日本発「国連を支えるこども未来会議」、その活動を堀潤が米NYからレポート

TOKYO MX(地上波9ch)朝の報道・情報生番組「堀潤モーニングFLAG」(毎週月~金曜7:00~)。「New global」のコーナーでは、キャスターの堀潤がアメリカ・ニューヨークから国連本部で行われた“国連を支えるこども未来会議”のイベントをレポートしました。

◆子どもたちが考えた政策を国連に提出

今年3月に東京都・江東区で行われたイベント「国連を支える世界こども未来会議」では、小学4~6年生の約50人、10チームが政策について議論。そこで出た子ども目線の政策を先日、代表者3人がニューヨークの国連本部を訪れ、国連に提出しました。

国連本部を前に小学5年生の市川昴さんは「(国連を)平和な世の中にしていける人たちがたくさんいるところにしていきたい」と抱負を述べ、小学5年生の柏木いろはさんは「もっと平和になったらいいよね」と夢を語り、小学4年生の佐藤和奏さんは「みんなで分かり合って、ケンカもするけど戦争はやりすぎじゃないかなと思います」と率直な思いを語ります。

また、国連パレスチナ難民救済事業機関で働く25歳の日本人国連職員・古川友理さんは今回の取り組みに対し、「本当に革新的で必要な取り組みだと思う」と激賞。「これから世代交代が行われていく中で、世界を作っていくのは若者・子ども。その子どもと接点のない閣僚、国連職員が子どもの声を直接聞けるのは、彼らの考え方を変えるきっかけになると思うので、こうした取り組みが今後も行われれば」と期待を寄せます。

国連本部に訪れた子どもたちがまず向かったのは、ニュースなどでよく見る国連本部の大会議室。そして、国連本部グローバルコミュニケーション局のヴィンセンツォ部長に政策をまとめた「アイデアブック」を提出。
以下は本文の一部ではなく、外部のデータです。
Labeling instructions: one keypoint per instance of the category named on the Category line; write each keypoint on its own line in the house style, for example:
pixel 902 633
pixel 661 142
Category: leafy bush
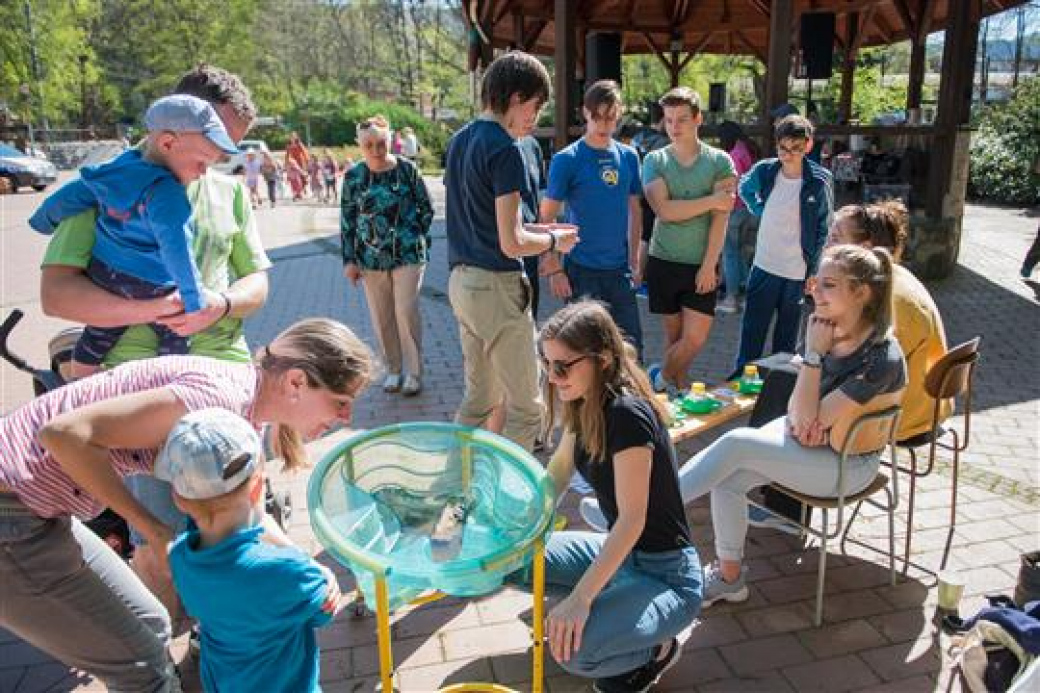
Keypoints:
pixel 1006 150
pixel 334 118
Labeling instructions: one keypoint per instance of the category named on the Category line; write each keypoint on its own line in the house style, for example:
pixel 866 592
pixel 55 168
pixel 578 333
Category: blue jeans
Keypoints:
pixel 613 287
pixel 769 296
pixel 649 600
pixel 734 266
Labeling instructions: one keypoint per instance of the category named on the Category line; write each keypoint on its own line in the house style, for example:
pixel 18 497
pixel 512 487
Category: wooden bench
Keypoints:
pixel 694 426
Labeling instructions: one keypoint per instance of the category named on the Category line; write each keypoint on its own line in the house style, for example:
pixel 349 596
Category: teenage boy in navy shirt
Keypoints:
pixel 794 197
pixel 598 179
pixel 484 178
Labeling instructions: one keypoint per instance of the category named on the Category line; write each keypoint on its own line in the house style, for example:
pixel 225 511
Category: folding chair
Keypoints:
pixel 949 378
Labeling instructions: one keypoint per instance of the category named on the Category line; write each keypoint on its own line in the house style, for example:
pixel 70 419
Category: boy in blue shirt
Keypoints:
pixel 794 197
pixel 598 179
pixel 257 604
pixel 144 230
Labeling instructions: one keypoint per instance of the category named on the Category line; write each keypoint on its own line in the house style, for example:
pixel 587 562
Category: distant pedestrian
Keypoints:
pixel 273 176
pixel 409 145
pixel 385 225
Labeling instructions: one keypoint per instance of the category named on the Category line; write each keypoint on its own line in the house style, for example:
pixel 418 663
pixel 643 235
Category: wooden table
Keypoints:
pixel 695 425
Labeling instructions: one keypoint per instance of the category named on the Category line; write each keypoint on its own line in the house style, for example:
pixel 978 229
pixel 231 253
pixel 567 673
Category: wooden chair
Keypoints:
pixel 949 378
pixel 868 425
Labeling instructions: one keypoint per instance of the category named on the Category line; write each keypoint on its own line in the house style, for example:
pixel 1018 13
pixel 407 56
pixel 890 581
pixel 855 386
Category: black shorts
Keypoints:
pixel 673 286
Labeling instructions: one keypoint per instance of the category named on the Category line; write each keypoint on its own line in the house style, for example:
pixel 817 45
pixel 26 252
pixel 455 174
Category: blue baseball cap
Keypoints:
pixel 209 453
pixel 181 112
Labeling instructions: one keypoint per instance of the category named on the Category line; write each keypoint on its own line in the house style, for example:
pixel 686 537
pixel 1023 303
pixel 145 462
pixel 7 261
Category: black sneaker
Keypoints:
pixel 642 679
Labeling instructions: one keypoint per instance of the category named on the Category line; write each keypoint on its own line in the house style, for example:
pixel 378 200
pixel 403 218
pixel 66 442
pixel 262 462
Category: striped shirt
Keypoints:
pixel 36 478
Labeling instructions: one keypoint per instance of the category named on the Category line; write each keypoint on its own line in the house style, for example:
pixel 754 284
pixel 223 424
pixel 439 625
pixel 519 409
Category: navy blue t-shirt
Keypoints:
pixel 483 162
pixel 596 185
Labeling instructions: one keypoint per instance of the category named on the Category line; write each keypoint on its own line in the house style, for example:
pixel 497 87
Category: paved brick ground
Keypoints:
pixel 875 637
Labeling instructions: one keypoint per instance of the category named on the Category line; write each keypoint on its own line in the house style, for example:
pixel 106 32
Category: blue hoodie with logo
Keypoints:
pixel 144 224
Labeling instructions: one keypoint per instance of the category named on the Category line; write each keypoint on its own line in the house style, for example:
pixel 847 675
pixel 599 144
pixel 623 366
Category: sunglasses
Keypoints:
pixel 563 368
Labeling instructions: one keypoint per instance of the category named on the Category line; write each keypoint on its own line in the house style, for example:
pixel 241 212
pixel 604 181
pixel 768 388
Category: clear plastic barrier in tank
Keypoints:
pixel 431 506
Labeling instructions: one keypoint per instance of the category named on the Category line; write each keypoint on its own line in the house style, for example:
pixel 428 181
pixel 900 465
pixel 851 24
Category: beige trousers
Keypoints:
pixel 497 336
pixel 393 304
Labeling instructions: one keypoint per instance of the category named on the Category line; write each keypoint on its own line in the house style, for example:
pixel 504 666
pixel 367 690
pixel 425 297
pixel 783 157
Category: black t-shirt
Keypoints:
pixel 632 422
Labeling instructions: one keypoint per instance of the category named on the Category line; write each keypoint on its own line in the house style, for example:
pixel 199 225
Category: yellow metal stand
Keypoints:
pixel 538 632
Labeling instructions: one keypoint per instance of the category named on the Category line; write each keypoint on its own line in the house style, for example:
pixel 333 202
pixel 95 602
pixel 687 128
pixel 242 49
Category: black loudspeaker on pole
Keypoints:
pixel 602 57
pixel 816 42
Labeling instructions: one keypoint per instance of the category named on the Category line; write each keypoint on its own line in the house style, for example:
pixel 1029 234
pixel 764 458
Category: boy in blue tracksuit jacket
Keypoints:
pixel 144 229
pixel 795 199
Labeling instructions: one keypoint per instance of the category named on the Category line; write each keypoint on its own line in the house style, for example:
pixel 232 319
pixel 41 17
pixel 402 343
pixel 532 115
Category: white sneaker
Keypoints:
pixel 593 516
pixel 412 386
pixel 728 305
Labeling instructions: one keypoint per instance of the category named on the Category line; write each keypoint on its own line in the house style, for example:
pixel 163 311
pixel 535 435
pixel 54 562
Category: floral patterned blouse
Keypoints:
pixel 385 216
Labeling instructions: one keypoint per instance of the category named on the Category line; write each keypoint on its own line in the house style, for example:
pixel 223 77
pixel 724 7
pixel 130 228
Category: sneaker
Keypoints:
pixel 412 386
pixel 642 679
pixel 728 305
pixel 593 516
pixel 717 589
pixel 763 518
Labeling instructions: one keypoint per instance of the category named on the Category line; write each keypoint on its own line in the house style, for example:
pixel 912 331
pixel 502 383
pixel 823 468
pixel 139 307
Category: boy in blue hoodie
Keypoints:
pixel 144 229
pixel 257 604
pixel 795 199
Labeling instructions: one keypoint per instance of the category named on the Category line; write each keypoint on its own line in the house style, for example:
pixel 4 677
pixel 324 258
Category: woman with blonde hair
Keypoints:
pixel 62 457
pixel 385 217
pixel 633 589
pixel 851 363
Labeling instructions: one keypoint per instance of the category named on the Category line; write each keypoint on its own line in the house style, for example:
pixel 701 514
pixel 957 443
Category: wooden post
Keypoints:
pixel 564 55
pixel 849 67
pixel 955 98
pixel 778 65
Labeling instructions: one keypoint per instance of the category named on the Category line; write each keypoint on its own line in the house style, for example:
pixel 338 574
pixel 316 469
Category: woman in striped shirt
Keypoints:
pixel 62 456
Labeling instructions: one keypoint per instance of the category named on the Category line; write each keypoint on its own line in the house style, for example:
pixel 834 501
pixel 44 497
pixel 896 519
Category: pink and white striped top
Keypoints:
pixel 35 477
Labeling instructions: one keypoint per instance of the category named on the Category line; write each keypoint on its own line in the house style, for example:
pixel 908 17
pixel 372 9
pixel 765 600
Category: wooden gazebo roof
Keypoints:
pixel 707 26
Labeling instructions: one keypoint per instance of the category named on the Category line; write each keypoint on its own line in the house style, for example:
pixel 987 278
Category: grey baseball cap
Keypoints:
pixel 181 112
pixel 209 453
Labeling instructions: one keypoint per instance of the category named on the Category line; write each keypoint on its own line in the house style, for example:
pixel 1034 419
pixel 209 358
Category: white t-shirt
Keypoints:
pixel 779 247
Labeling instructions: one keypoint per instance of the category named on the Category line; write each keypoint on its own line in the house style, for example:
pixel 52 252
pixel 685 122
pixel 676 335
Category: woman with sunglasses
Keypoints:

そこには「世界中の多様性を認めよう」、「社会のルールを守ろう」、「バイオマスを活用しよう」といった提言が、子どもらしいイラストを交えて記されています。

その瞬間を目の当たりにした堀は笑みを浮かべつつ、「(子どもたちへの)質問のなかで『どうして戦争をするのか』、『どれくらいの人が今、危機に喘いでいるのか』、『国連は何ができるのか』、そして『違いはあってもいいが戦争まではしてほしくない』といった声が子どもたちから聞かれた」と振り返ります。

堀は国連本部の周囲にいた世界中の方々に取材したそうですが、そこで多く耳にしたのは"コミュニケーション”の必要性、「どんなに違う立場であっても話し続けること」と「対話のテーブルにつくこと」だったと言います。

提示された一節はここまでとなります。